Investigators are still working to determine his cause of death.
“I had lots of failure,” Rome said at the Hall of Fame induction ceremony, via the Herald. “I was never the top thrower in high school, I was never the top thrower in college. I considered myself to be the hardest worker. I never had the talent, I frankly never believed I could make the national team, that was never a goal of mine. The support I had shows tonight from the family and friends who are here, without your support I would never be here.”
Ted Vogel winning Yonkeers Marathon 1947 |
Ted Vogel leading runners out of Olympic Stadium London 1948 |
Ted Vogel 1948 Olympics, marathon finished 14th. Died Sept 27, 2019 age 94.
from seacoastonline.com by Susan Putney September 24, 2019
DOVER -- Ted Vogel has had a remarkable past, and now he’s being celebrated by Langdon Place, his residence of five years. The 94-year-old is one of Dover’s Olympic heroes and a man who has been supported and revered by the New England running community for decades.
He was discovered by the legendary runner Johnny “Jock” Semple while a student at St. Mary’s in Waltham, Massachusetts, according to Langdon Place.
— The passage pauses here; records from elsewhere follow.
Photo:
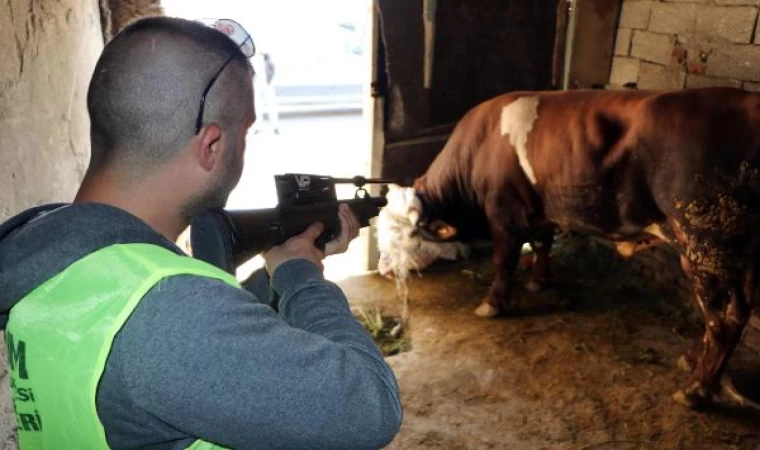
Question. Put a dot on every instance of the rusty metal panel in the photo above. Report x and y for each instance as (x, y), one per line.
(487, 47)
(481, 48)
(593, 43)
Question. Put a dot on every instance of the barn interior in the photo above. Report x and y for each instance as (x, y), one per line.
(589, 362)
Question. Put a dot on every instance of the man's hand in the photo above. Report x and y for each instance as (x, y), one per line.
(297, 247)
(302, 246)
(349, 229)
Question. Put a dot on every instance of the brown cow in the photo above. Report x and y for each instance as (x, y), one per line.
(639, 167)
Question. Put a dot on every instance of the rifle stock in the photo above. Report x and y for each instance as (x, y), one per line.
(229, 238)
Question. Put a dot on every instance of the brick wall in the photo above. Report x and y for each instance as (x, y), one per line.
(687, 43)
(675, 44)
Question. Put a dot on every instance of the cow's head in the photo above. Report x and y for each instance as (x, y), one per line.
(406, 240)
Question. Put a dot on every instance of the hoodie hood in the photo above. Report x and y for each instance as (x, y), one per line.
(40, 242)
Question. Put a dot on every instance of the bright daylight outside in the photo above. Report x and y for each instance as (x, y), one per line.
(311, 91)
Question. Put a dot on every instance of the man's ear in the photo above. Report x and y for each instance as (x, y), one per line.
(208, 149)
(442, 230)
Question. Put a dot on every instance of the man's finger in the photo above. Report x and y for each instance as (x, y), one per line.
(313, 231)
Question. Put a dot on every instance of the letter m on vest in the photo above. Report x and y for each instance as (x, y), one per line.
(17, 356)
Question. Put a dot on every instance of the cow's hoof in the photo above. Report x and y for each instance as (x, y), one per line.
(684, 364)
(486, 310)
(729, 391)
(534, 286)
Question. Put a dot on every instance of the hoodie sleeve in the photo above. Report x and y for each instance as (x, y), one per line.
(211, 361)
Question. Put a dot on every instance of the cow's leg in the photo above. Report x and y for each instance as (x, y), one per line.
(539, 276)
(752, 294)
(506, 254)
(726, 310)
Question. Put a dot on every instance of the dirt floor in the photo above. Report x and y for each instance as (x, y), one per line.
(588, 364)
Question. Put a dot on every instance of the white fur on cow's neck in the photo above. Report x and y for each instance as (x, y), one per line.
(517, 120)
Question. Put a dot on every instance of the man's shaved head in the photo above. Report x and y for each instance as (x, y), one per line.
(145, 92)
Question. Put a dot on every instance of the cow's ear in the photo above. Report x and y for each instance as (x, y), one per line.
(443, 230)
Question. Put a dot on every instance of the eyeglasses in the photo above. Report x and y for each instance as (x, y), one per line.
(237, 33)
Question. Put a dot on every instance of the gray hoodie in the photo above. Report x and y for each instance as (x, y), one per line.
(200, 358)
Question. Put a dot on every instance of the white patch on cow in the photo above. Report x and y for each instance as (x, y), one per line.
(485, 309)
(655, 230)
(401, 252)
(517, 120)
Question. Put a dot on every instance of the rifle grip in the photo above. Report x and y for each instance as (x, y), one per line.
(325, 237)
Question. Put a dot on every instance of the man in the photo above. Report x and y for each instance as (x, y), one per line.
(117, 339)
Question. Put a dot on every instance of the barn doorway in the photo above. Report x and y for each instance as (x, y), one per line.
(315, 116)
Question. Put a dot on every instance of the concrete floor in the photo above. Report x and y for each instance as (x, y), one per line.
(588, 364)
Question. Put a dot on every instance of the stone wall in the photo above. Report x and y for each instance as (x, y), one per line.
(676, 44)
(48, 52)
(687, 43)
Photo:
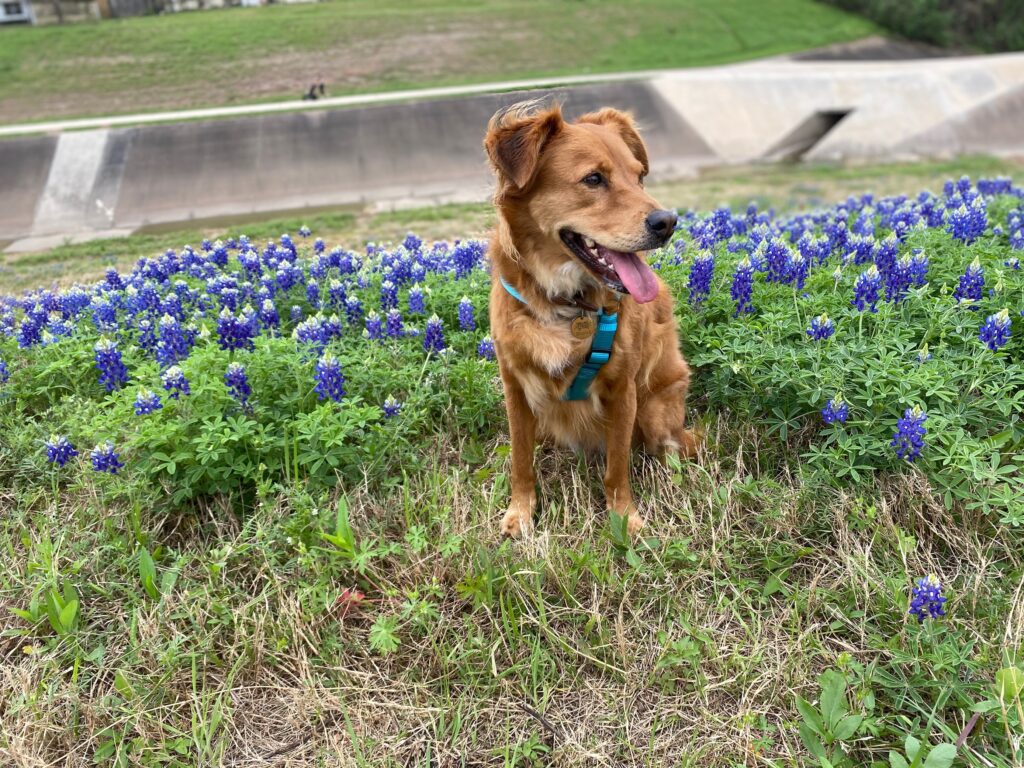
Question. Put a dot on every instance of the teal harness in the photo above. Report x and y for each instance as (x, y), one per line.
(600, 348)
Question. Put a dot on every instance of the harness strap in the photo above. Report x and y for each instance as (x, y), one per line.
(600, 348)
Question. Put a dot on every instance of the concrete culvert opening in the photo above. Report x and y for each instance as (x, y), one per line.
(794, 145)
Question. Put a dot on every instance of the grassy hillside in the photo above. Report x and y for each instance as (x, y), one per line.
(250, 54)
(282, 573)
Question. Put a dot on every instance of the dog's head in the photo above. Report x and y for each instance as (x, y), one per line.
(578, 187)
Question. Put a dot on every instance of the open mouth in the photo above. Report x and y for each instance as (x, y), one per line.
(620, 270)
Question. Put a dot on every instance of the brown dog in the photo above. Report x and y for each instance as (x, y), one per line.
(572, 222)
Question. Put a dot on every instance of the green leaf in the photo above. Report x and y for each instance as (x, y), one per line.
(382, 635)
(1010, 683)
(911, 747)
(834, 705)
(810, 715)
(941, 757)
(847, 727)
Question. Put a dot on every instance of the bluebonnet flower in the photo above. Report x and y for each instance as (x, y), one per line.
(467, 314)
(353, 310)
(742, 287)
(237, 333)
(971, 284)
(312, 293)
(146, 401)
(836, 410)
(821, 328)
(59, 451)
(909, 437)
(865, 290)
(995, 332)
(113, 374)
(375, 327)
(968, 222)
(268, 314)
(175, 382)
(105, 459)
(330, 380)
(701, 272)
(389, 295)
(172, 346)
(927, 600)
(237, 382)
(433, 336)
(416, 302)
(391, 407)
(485, 348)
(899, 280)
(393, 326)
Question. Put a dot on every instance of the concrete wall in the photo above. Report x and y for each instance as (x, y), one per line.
(102, 179)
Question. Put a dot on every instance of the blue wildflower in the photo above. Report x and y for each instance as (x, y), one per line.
(353, 310)
(105, 459)
(393, 326)
(485, 348)
(927, 600)
(821, 328)
(467, 318)
(995, 332)
(701, 272)
(59, 451)
(113, 374)
(909, 437)
(433, 336)
(971, 284)
(375, 327)
(175, 382)
(836, 410)
(865, 290)
(416, 302)
(237, 382)
(330, 380)
(146, 401)
(389, 295)
(742, 287)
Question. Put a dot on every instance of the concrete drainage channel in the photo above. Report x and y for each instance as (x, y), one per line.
(100, 180)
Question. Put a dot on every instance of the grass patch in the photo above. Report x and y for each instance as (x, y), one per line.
(295, 580)
(241, 55)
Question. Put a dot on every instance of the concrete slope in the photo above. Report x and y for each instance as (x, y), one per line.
(429, 150)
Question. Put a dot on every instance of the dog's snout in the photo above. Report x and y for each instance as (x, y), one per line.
(662, 223)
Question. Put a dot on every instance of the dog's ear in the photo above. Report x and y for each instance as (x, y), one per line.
(516, 136)
(623, 123)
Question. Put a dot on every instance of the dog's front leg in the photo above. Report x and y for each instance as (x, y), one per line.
(522, 427)
(621, 412)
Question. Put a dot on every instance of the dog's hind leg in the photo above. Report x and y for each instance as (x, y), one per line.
(518, 518)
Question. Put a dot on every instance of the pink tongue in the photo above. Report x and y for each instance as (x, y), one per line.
(634, 272)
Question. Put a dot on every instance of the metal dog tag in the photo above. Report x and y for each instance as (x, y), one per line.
(584, 327)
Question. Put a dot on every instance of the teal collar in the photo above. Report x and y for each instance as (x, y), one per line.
(600, 348)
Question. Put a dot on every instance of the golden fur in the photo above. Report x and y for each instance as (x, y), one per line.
(539, 160)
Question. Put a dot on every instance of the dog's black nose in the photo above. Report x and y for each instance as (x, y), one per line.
(662, 223)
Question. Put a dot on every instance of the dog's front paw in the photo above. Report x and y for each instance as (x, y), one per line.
(518, 521)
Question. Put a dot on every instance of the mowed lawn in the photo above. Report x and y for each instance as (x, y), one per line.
(241, 55)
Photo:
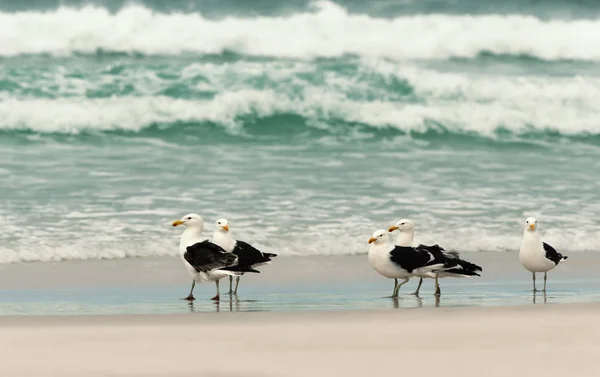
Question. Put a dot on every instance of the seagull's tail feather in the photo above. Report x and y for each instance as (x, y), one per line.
(238, 270)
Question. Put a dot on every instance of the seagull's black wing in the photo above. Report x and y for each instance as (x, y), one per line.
(206, 256)
(410, 258)
(452, 261)
(248, 254)
(552, 254)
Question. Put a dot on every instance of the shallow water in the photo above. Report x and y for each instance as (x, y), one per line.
(286, 298)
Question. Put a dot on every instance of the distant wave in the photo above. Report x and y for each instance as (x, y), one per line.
(329, 31)
(166, 245)
(248, 112)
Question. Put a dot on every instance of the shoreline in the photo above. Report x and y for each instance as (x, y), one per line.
(291, 284)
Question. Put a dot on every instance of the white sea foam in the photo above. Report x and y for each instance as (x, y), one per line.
(327, 31)
(460, 103)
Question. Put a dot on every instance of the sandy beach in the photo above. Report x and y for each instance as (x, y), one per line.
(510, 341)
(318, 316)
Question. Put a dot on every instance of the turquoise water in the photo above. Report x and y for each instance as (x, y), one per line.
(307, 125)
(277, 298)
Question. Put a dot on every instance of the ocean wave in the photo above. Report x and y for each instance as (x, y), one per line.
(328, 31)
(268, 112)
(79, 249)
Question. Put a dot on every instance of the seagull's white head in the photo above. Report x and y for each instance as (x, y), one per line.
(531, 224)
(222, 225)
(191, 220)
(403, 225)
(380, 236)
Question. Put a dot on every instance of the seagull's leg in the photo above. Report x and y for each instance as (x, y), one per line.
(237, 282)
(216, 298)
(190, 297)
(545, 277)
(397, 288)
(416, 293)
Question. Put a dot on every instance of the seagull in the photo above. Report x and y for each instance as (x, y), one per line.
(246, 253)
(204, 260)
(535, 255)
(399, 262)
(454, 266)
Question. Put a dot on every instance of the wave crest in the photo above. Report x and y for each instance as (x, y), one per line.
(329, 31)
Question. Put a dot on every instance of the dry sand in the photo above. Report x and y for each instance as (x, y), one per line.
(548, 340)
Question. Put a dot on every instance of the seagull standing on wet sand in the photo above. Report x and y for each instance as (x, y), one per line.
(454, 266)
(204, 260)
(398, 262)
(246, 253)
(535, 255)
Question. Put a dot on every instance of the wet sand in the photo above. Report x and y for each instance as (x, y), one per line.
(155, 286)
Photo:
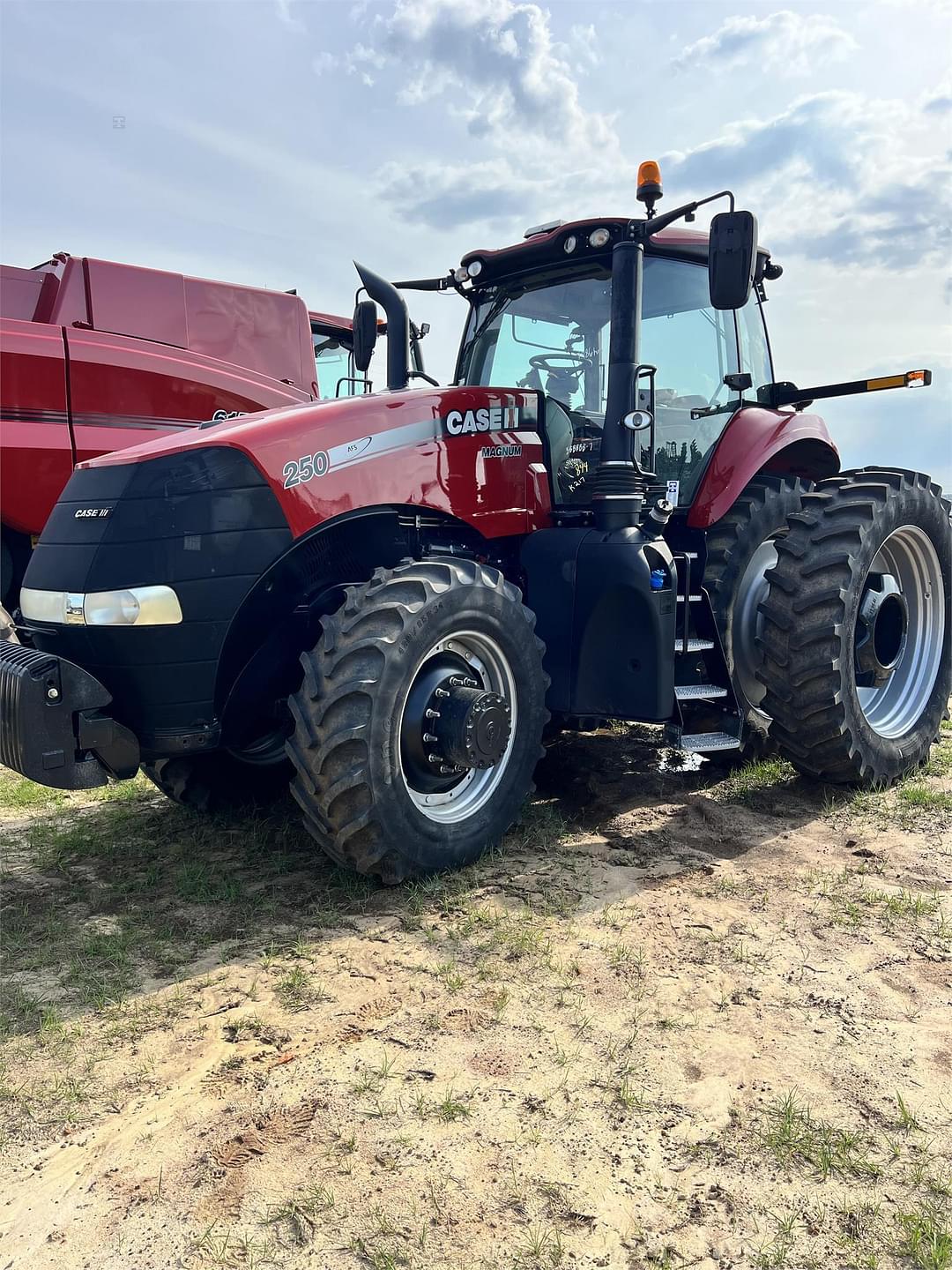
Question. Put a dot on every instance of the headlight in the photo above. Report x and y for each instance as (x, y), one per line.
(131, 606)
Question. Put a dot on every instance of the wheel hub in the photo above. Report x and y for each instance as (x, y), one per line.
(457, 725)
(881, 630)
(472, 727)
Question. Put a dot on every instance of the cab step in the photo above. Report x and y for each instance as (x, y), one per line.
(698, 692)
(700, 742)
(693, 646)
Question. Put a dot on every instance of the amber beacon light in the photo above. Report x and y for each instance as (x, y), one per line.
(649, 184)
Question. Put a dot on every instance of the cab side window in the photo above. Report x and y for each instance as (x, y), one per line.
(755, 349)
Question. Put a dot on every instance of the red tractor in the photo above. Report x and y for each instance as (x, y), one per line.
(100, 355)
(617, 511)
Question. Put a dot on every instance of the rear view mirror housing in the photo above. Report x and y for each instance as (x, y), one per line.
(732, 258)
(365, 332)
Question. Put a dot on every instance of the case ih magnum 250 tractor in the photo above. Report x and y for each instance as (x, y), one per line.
(100, 355)
(617, 511)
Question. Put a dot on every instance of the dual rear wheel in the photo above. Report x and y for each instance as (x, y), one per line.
(833, 603)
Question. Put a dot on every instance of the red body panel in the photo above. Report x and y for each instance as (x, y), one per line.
(36, 450)
(390, 449)
(100, 355)
(123, 390)
(755, 441)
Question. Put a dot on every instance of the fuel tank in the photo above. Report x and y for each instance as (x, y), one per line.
(605, 606)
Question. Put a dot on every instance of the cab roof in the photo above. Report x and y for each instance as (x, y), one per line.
(551, 247)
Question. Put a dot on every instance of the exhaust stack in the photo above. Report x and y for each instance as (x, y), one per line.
(387, 296)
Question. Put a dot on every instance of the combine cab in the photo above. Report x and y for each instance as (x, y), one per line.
(617, 511)
(100, 355)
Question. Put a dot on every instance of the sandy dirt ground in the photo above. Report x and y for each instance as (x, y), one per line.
(681, 1020)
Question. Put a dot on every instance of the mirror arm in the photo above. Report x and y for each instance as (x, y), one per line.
(645, 228)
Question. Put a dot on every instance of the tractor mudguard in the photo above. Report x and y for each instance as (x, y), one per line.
(762, 441)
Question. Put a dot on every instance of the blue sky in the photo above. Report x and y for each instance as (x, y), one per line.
(273, 143)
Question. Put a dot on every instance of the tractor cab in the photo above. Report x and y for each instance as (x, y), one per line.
(541, 317)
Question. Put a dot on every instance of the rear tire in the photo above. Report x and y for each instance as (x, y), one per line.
(374, 790)
(740, 549)
(857, 628)
(219, 781)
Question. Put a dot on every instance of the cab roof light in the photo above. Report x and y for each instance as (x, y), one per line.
(649, 184)
(544, 228)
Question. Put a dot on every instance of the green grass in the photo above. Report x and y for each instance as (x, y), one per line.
(925, 1238)
(101, 893)
(920, 798)
(749, 782)
(795, 1137)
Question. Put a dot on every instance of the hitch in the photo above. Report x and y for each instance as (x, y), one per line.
(54, 729)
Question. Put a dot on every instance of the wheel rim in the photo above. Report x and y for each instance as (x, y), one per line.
(902, 637)
(747, 621)
(485, 690)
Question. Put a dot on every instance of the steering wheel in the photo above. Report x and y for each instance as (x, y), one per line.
(542, 361)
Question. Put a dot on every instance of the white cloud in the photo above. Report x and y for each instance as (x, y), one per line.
(786, 41)
(286, 17)
(938, 101)
(498, 65)
(323, 61)
(841, 175)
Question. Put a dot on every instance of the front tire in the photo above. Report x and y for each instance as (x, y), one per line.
(219, 781)
(419, 721)
(859, 625)
(741, 546)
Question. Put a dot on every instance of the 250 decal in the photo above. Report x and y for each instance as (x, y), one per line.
(306, 467)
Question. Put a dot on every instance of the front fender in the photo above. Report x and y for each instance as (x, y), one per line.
(755, 441)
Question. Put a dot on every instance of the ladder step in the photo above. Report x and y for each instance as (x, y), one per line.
(698, 691)
(698, 742)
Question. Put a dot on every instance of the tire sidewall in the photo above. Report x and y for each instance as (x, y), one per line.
(928, 514)
(767, 521)
(429, 845)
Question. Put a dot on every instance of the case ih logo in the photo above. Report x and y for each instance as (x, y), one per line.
(496, 418)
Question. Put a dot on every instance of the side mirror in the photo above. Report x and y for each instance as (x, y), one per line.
(732, 258)
(365, 334)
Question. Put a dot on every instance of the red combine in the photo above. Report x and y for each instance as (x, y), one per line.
(100, 355)
(617, 511)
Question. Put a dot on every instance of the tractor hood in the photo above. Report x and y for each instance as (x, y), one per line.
(407, 449)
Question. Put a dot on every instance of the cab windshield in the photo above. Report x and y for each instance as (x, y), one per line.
(554, 337)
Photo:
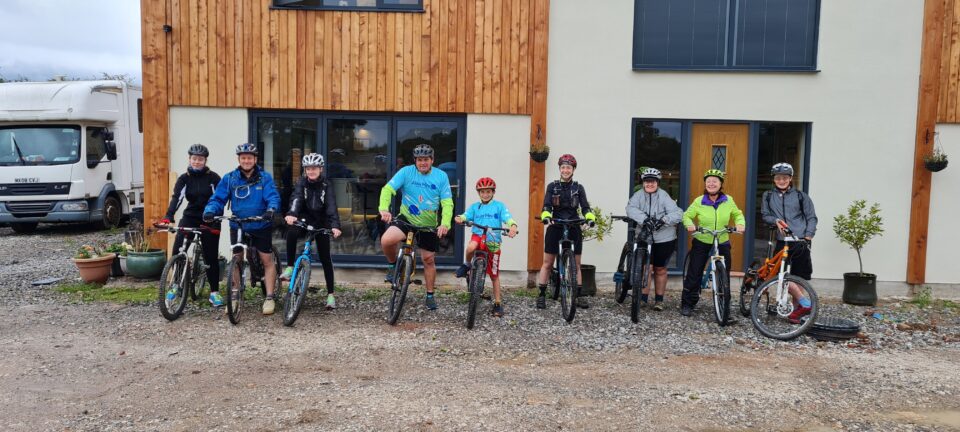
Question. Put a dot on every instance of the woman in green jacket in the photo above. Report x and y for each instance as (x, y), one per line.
(712, 210)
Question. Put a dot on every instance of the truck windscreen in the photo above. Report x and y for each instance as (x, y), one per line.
(39, 145)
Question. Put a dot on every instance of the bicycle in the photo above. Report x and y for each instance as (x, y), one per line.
(638, 265)
(244, 256)
(296, 292)
(478, 270)
(403, 271)
(563, 278)
(715, 275)
(772, 316)
(185, 272)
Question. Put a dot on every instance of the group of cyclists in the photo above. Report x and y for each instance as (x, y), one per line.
(427, 207)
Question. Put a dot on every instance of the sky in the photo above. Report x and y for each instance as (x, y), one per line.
(77, 38)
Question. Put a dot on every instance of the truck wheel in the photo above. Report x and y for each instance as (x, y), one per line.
(112, 212)
(23, 227)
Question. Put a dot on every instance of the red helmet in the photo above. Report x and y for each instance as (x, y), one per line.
(567, 159)
(486, 183)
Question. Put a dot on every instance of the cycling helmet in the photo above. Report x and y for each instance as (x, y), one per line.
(714, 173)
(486, 183)
(567, 159)
(312, 159)
(649, 173)
(198, 150)
(423, 150)
(782, 168)
(248, 148)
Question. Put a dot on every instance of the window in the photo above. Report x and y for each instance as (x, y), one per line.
(726, 34)
(383, 5)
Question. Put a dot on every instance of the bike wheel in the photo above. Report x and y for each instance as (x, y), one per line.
(772, 319)
(236, 288)
(401, 282)
(478, 275)
(721, 294)
(622, 286)
(568, 285)
(638, 279)
(296, 293)
(173, 280)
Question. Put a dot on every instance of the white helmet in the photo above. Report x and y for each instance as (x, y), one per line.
(312, 159)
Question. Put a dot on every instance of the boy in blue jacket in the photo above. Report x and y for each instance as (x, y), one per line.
(251, 192)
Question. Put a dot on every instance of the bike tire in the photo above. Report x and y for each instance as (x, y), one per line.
(401, 282)
(623, 268)
(296, 293)
(568, 286)
(638, 279)
(478, 275)
(173, 273)
(772, 323)
(721, 295)
(236, 288)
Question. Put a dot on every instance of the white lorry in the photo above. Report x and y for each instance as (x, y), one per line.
(70, 151)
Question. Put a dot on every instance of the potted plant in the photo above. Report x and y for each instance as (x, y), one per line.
(143, 262)
(855, 228)
(93, 263)
(604, 225)
(936, 160)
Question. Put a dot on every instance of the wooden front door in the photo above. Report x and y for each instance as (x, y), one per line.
(724, 147)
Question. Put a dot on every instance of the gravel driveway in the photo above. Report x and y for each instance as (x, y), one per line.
(104, 366)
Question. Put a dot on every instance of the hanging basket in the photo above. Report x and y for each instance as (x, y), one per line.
(935, 166)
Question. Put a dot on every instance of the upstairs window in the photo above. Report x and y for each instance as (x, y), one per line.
(726, 34)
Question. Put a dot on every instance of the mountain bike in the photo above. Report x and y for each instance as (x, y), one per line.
(185, 273)
(296, 291)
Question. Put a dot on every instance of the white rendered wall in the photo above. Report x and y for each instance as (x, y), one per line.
(862, 105)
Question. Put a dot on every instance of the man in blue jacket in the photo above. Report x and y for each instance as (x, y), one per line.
(251, 192)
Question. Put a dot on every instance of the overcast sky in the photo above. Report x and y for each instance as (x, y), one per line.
(77, 38)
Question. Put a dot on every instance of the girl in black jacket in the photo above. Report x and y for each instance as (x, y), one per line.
(313, 200)
(196, 186)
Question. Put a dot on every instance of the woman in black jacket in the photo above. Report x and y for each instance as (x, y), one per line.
(196, 186)
(313, 200)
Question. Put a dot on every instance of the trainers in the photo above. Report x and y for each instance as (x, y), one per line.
(268, 306)
(542, 301)
(794, 316)
(462, 270)
(216, 299)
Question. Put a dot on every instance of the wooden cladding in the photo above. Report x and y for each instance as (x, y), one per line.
(464, 56)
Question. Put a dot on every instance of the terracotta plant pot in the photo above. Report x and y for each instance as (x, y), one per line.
(95, 270)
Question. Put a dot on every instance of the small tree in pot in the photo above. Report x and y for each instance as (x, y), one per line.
(855, 228)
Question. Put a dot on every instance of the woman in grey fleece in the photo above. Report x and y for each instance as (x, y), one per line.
(653, 202)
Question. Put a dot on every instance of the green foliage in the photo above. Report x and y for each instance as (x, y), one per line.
(858, 226)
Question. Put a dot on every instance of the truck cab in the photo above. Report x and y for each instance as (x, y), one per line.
(69, 152)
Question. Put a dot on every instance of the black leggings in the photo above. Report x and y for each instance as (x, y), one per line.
(699, 255)
(323, 251)
(211, 246)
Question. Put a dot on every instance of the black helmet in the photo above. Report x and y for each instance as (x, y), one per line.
(198, 150)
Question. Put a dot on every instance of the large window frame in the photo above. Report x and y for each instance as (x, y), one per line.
(731, 44)
(322, 117)
(381, 6)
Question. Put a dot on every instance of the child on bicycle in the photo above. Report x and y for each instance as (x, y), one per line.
(197, 186)
(251, 192)
(491, 213)
(562, 199)
(712, 210)
(786, 205)
(313, 200)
Semple and Vogel served together in the war where Semple was a chief petty officer and Vogel was specialized in naval communications.
During his heyday, Vogel was one of the top runners in the United States. In 1947, he was third at the Boston Marathon and won the Yonkers Marathon. In 1948, he finished second in the Boston Marathon, going head to head with Canadian legend Gerald Cote for the lead during the final miles of the race. Also in 1948, he became the 10,000-meter national champion.
At the 1948 Olympics held in London, Vogel made the U.S. Olympic team and finished 14th in the marathon, the top American.
After he settled in Dover in 1984, he ran local races and was a state record holder in New Hampshire 5K when he was in his 70s. In 1998, he ran one of his final races with the nuns at the St. Charles Children’s Home in Rochester which transitioned to a children’s day school in 2013.
Ted Vogel and his wife, Jean, whom he married in 1996, have called Langdon Place of Dover home since May 2014. During Olympic events, he always wore his USA sweatshirt and waved an American flag proudly to cheer on USA athletes. During Summer Olympic events, he was especially vocal cheering on the USA track team runners and happily reminiscing about his own Olympic experience to residents.
Sadly, many of those memories have faded, according to Langdon Place. In 2008 he was diagnosed with Alzheimer’s and now resides in the memory unit. His wife Jean has become his biggest cheerleader, happily displaying clippings and photos of Vogel in his running days to guests who visit. She also has his collection of running shoes, which look archaic compared to those worn by athletes today, and proudly has photos of his Olympic marathon framed on the walls of her home.
“Seacoast area residents in general, and residents of Langdon Place of Dover still proudly salute Ted Vogel, our hometown Olympic hero,” said a spokesman.